見ようとしなければ観察できない。ものが眼に映じているということは観察ではない。すべての観察は観察対象にたいする観察者の「関心」に発している。しかしまさに一定の「関心」に発しているゆえに、観察の「客観性」は両義的となる。「関心」があるからこそ、単なる路傍の人よりもものがよく見えると同時に、「関心」によってその認識は一面的となる。あばたもえくぼに映る。一面的というのは、あらゆる観察が一定の角度からの照明であるという意味で一面的であえるだけでなく、「関心」によって像が一定の方向に偏差ができるという意味でも一面的である。いわゆる認識と価値判断との問題は、こういうヨリ大きな問題の特定の側面にすぎない。丸山眞男僕の高校の「生物」は理学博士の教頭が受け持った。最初の時間、ずらっと並んだ顕微鏡を前に彼は「在ると信じなければ見えない、しかしないものは決して見えない」と僕らのの好奇心を掴んだ。タマネギの皮を剥いで観察用のプレパラート作りから始まった。1時間の授業が終わった時、僕たちは認識とは何かについて考える事にすっかり魅了され、しばらくは休み時間も通学電車の中でも熱く議論した。冥王星の発見は、数学的計算による存在の確信が先行してのだと言うことも知った。ここで計算とは思考の手がかりであることも知った。僕らの関心の拡がりは、自然科学を超えて歴史にまで及んだ。おかげで、シュリーマンの『古代への情熱』が生協売店に大量に並んだ。他の教師も少年の僕らに多方面から問いかけ、生徒同士の雑多な対話を促した。だから高校一年の一学期は、知的な花園を逍遙しその香りと色彩に目眩がしそうだった。

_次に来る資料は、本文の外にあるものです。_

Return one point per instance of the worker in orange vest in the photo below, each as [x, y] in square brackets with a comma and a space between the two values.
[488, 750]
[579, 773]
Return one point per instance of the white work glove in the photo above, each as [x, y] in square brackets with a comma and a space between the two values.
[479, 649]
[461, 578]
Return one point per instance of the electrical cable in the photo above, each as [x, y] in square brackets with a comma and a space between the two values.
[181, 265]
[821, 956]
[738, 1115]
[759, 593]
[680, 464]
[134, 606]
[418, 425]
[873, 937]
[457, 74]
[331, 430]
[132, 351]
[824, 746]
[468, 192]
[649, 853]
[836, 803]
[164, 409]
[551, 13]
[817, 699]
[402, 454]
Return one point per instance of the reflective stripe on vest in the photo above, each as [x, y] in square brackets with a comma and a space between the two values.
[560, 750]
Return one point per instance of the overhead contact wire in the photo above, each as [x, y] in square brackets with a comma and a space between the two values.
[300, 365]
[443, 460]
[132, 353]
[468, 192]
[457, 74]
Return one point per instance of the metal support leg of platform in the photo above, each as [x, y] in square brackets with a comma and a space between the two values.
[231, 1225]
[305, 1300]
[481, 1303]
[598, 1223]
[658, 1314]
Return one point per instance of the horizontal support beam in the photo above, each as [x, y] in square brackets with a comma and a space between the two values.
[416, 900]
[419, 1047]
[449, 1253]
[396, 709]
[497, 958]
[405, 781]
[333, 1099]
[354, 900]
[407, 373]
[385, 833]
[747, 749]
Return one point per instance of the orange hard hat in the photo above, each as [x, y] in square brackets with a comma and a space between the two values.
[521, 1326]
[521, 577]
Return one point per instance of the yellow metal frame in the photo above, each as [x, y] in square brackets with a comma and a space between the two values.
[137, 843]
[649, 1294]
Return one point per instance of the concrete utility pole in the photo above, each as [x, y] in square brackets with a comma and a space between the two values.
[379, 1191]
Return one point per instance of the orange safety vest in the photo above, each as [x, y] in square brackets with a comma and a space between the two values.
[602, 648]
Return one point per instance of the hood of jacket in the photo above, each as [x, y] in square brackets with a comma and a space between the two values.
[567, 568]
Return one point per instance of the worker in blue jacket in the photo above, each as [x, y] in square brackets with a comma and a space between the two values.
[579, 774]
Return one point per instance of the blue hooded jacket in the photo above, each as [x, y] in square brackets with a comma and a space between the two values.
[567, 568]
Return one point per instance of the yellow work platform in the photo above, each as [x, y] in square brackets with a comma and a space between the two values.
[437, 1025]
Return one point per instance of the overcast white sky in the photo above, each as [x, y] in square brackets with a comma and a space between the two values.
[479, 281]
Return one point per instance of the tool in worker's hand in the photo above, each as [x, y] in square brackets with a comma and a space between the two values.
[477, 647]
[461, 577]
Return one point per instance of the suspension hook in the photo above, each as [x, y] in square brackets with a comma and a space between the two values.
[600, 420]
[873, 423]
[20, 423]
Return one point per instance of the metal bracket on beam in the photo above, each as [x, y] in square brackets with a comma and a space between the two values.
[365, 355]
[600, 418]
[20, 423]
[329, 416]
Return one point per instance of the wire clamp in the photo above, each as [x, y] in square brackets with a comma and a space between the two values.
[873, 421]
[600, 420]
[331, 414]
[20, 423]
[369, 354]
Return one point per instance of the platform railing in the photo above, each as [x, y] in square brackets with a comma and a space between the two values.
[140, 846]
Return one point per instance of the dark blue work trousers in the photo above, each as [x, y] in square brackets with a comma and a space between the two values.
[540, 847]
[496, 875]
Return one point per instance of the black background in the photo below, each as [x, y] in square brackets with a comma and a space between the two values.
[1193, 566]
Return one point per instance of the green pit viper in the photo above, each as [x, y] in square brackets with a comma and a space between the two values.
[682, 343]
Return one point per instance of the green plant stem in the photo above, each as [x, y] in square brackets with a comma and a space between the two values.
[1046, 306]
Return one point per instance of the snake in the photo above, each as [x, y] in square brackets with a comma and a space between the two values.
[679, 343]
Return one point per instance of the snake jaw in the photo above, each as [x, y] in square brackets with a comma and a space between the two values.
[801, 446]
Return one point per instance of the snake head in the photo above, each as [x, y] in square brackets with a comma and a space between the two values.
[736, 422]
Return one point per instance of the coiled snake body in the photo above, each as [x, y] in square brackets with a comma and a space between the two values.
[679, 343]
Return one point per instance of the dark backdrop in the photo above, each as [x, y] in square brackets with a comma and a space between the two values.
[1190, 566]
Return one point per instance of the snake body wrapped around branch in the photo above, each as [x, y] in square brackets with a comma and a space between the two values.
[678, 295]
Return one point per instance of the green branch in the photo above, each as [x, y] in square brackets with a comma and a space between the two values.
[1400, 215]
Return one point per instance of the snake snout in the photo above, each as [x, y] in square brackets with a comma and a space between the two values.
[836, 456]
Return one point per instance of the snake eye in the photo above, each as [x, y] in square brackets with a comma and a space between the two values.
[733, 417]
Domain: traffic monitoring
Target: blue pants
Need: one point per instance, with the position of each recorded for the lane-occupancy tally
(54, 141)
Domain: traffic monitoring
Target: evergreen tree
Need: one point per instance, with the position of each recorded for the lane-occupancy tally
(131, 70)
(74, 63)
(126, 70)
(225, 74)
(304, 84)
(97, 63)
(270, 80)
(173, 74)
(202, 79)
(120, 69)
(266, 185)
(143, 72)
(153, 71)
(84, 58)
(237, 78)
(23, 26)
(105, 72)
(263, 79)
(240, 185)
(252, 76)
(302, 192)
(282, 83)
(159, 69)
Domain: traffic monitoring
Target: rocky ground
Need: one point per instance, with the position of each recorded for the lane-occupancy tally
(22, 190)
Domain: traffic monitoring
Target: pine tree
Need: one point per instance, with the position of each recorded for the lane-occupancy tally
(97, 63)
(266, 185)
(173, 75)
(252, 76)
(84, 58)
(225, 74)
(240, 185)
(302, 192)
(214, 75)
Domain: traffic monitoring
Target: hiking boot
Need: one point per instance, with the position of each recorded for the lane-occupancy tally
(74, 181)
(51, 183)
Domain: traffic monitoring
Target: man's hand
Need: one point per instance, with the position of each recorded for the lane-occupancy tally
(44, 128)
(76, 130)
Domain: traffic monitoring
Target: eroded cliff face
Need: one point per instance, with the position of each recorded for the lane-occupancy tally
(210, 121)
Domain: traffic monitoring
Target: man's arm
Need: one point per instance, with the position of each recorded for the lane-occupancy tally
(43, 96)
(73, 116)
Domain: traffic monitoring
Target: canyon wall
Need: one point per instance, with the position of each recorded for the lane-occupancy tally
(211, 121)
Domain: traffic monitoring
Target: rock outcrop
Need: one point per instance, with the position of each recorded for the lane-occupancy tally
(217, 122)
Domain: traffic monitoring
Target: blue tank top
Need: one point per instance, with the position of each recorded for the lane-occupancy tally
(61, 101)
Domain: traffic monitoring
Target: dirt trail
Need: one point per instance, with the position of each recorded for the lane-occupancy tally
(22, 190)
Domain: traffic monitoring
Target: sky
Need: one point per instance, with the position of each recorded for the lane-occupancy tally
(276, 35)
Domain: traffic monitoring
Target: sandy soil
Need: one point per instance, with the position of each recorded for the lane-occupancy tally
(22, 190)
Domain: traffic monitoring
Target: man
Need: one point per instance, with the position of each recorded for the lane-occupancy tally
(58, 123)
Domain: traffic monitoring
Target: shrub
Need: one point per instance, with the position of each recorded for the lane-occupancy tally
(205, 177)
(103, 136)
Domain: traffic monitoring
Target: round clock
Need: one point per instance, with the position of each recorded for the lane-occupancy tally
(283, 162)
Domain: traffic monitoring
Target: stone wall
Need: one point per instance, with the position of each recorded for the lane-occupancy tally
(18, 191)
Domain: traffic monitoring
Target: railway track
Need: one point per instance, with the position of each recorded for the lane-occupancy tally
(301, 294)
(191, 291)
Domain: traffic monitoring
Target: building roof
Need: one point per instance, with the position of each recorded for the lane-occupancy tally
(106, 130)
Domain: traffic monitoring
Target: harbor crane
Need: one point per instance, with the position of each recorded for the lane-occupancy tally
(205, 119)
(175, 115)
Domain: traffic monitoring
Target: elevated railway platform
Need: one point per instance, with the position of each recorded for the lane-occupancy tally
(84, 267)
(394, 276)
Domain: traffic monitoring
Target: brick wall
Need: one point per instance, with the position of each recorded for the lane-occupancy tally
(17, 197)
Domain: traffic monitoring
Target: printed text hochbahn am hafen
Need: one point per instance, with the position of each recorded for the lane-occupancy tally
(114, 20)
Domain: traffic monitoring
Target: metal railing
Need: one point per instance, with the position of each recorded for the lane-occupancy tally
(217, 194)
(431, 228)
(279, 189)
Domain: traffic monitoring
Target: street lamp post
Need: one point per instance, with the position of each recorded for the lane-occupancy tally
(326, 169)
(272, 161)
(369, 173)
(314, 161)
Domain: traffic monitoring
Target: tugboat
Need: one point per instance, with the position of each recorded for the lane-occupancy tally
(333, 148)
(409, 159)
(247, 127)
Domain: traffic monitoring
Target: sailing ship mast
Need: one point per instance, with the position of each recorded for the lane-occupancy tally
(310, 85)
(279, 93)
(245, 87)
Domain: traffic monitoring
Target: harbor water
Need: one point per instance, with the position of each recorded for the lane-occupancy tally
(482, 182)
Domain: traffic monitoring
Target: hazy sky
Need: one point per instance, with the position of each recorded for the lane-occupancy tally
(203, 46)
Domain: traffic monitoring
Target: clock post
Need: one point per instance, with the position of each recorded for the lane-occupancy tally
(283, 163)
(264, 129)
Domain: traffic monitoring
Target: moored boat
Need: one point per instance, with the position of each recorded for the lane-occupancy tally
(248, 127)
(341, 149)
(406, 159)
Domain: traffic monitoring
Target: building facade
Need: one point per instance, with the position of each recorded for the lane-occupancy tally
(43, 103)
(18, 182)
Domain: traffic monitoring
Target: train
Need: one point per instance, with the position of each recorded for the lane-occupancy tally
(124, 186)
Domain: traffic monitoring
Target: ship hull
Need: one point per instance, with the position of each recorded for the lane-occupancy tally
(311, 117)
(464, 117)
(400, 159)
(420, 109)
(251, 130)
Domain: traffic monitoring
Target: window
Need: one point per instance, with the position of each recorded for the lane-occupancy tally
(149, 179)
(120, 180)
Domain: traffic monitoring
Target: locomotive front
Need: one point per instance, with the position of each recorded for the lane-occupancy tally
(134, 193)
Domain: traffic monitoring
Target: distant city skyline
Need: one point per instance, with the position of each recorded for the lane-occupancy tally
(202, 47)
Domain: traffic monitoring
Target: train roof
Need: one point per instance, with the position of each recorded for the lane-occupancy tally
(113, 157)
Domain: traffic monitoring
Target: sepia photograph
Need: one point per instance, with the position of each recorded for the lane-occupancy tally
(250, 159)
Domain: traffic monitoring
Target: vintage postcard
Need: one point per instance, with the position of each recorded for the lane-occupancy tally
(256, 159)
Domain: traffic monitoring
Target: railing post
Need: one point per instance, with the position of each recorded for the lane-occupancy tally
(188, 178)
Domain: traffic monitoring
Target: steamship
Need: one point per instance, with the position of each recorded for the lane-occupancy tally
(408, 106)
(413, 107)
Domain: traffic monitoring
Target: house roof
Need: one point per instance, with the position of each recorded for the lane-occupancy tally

しかし、受験戦争は容赦しなかった。高校では毎学期、中間・期末の他に大学入試に準じた特別考査があった。少しでも何かに熱中すると、直ぐに考査が割り込んで来る。その度に僕は溜息をつき苛ついた。考査さえなければ、学校さえなければ、どんなに落ち着いて勉強できたことかと今も思う。
我々の教室の少年たちの能力も、あると信じなければ見えない。おそらく百のうち一つでさえ我々は見いだせずにいるのだ。それどころか、既に生徒の中に存在していた能力を破壊することさえ「指導」の名の下に行われる。例えば 当blog 「突っ張るのって疲れるのよ」 何もしないという選択 ←クリック
「すべて裁判官は、その良心に従ひ独立してその職権を行ひ、この憲法及び法律にのみ拘束される」と憲法で定めている。裁判官が、良心に違反してはならないように、教師は生徒の「可能性を信じて職務を行う」義務がある筈だと思う。生活態度が怪しからん、考え方が捻くれているからと言う理由で評価を下げるのは、この義務に叛いないか。
学校の現実は、顕微鏡下の世界にしろ天体望遠鏡の世界にしろ対象の「無い」事を前提に、与える事の手軽さに弛緩している。教師は「正解」を与え、生徒はそれを写し記憶する。ここには、在る筈のものを探す緊張した時間や新しい世界を覗いた興奮によるざわめきも、見えたと思うものを級友や教師に表現するもどかしさもない。